45

Anne is beginning to think Peter will never marry. He’s moved around a bit over the years and now he’s back at the shop. One Thursday afternoon, he settles back at his desk in the second small bedroom upstairs and looks through the bamboo blinds into the sideway between the shop and the chemist next door. The sky has taken on the honey colour of early evening and he pulls up the blind to catch more. Some of the gold drifts in but between the two buildings he can catch only a sliver. The computer screen holds itself before him briefly but soon falls into saving itself. He wonders how you save yourself. There’s a soapstone owl on his desk, a little gift from his first girlfriend, Gloria, who thought he was wise. He often holds it, looking for a wisdom transfer. He puts it down and decides he needs a walk.

Out in the street, Lily Baxter’s barrel of a dog, Ned, charges snorting and snuffling straight at Pete, mouth wide open like some deepwater fish. Lily Baxter takes off after the dog, grabbing at his collar and saying, ‘Sorry ... Ned’s a bit of a sticky beak, but look at that, he likes you already.’ She smiles. ‘It’s fine,’ he says, patting the squat sepia animal. ‘He’s a great dog. What is he?’

The dog props magnetically on his shoe, he’s not going anywhere. ‘He’s a Staffie, not pure bred, his mother was a seal by the look of him.’ She laughs. Pete grins and keeps patting. He’s seen Lily before and knows they went to the same primary school. He recalls it instantly. By grade six, girls were becoming real to him and one lunchtime always stays with him. He was on the bitumen not far from some girls. He spent a good part of the time watching Lily Baxter and her mates play hoppie.

Now here she is right in front of him outside the shop. You’ll get nowhere and you know it, he tells himself, sternly turning. They’re never interested in you. But Lily has been chatting and he’s already stunned himself by inviting her to come fishing with him one day. ‘You wanta try surfing,’ she says amiably. ‘Better than killing fish.’ He laughs with reservation, amazed that anyone could think something so dumb.

‘Says you.’ She looks straight into his eyes. ‘Yeah, I say it. Fish are alive just like you are alive. Fish have feeling too.’ He’s too flummoxed to reply, he’s never heard anything like it. He peels Ned off and sends him back, but something makes him turn around. ‘You went to West Footscray Primary, didn’t you? Year below me. Never forget a pretty face.’ He winces at the corny line. ‘Wouldn’t wanta teach me to surf, would ya?’ She laughs as if that was all pretty funny but answers with a ‘maybe’ that gives him hope.
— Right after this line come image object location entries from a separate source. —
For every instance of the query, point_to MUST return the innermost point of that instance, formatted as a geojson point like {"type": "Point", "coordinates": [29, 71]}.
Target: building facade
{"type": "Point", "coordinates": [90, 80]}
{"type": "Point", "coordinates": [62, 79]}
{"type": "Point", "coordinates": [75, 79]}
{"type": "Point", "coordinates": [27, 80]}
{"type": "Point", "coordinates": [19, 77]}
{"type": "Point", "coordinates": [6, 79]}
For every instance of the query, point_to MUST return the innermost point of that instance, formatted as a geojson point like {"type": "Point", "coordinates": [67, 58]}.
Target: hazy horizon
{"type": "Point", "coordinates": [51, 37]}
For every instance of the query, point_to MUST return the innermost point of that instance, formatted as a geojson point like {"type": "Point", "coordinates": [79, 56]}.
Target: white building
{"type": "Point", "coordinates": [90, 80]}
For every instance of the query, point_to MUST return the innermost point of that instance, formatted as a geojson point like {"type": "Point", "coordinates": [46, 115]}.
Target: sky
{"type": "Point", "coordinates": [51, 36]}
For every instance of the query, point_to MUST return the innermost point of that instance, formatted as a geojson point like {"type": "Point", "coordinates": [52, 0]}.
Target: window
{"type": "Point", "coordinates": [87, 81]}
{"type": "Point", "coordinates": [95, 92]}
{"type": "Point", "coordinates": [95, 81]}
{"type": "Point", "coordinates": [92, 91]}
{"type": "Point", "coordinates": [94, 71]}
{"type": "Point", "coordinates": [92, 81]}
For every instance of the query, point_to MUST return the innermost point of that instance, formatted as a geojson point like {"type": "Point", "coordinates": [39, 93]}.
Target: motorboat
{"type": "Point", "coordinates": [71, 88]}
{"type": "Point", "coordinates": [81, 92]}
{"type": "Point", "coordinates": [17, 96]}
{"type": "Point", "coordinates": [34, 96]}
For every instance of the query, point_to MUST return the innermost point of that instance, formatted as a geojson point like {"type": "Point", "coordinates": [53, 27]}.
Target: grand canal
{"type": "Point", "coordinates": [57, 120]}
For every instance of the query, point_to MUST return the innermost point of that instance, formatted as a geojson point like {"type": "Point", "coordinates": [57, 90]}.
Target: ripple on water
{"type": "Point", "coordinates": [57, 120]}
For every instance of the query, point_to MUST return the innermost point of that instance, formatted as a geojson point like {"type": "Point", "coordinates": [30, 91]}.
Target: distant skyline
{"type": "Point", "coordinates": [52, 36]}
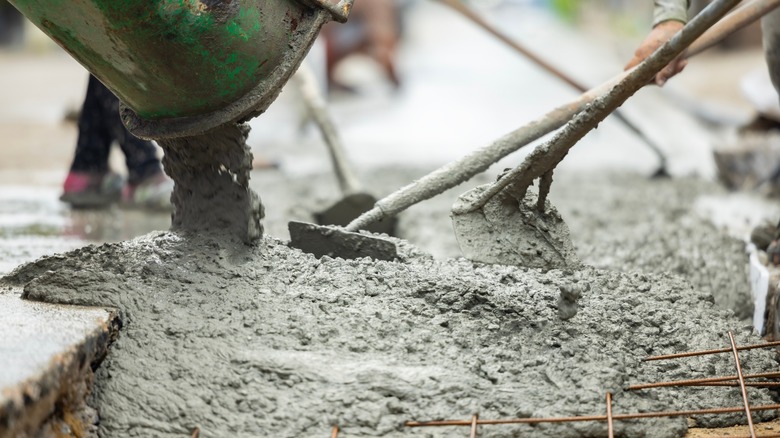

He’s elated as he walks away in the completely wrong direction and must wait till she’s gone to come back. Cannot believe how well that went, he says to himself. Upstairs, he settles down in his room and decides, that’ll be the end of it, cannot possibly work out. He doesn’t expect a thing. So when she drops in a few days later and catches him minding the shop, he’s charmed and embarrassed. He makes her a cup of instant out the back and in one of those random, good long gaps between customers that shopkeepers both love and hate, they talk about everything from surfing to school days to the souls of fish.

Lily reckons surfing is what the gods would do if they still hung around here on earth, especially if they had access to Geelong Road. ‘Think about it, at one with the sea, with the power of it, the colour of it, with the wind. With every single thing.’ There’s something in her that lifts him. She’s studying nursing and working part-time. ‘Bit of the old moolah never goes astray,’ she says, rubbing her fingertips together in front of his face, her smile wide.

Apart from fishing, she never seeks to convert him. She gathers information on computer courses and leaves it in the van. She helps him apply. He dithers about kissing her, so she kisses him to get it out of the way. They’re standing out the back of the shop on a fresh afternoon when the wind is whipping around and the sky is full of scattered cloud. Peter’s being dilatory again, finding it hard to let her go, so Lily leans over, puts two hands on his face and pulls him to her.

Eventually they go surfing. Driving down to the Geelong Road through the flatlands past the You Yangs, the dark mountains on the side of the bay, heading ever onwards to the coast in the van and down there with her, he is healed by the ocean and by talking, and slowly he learns about having another partner against the immensity.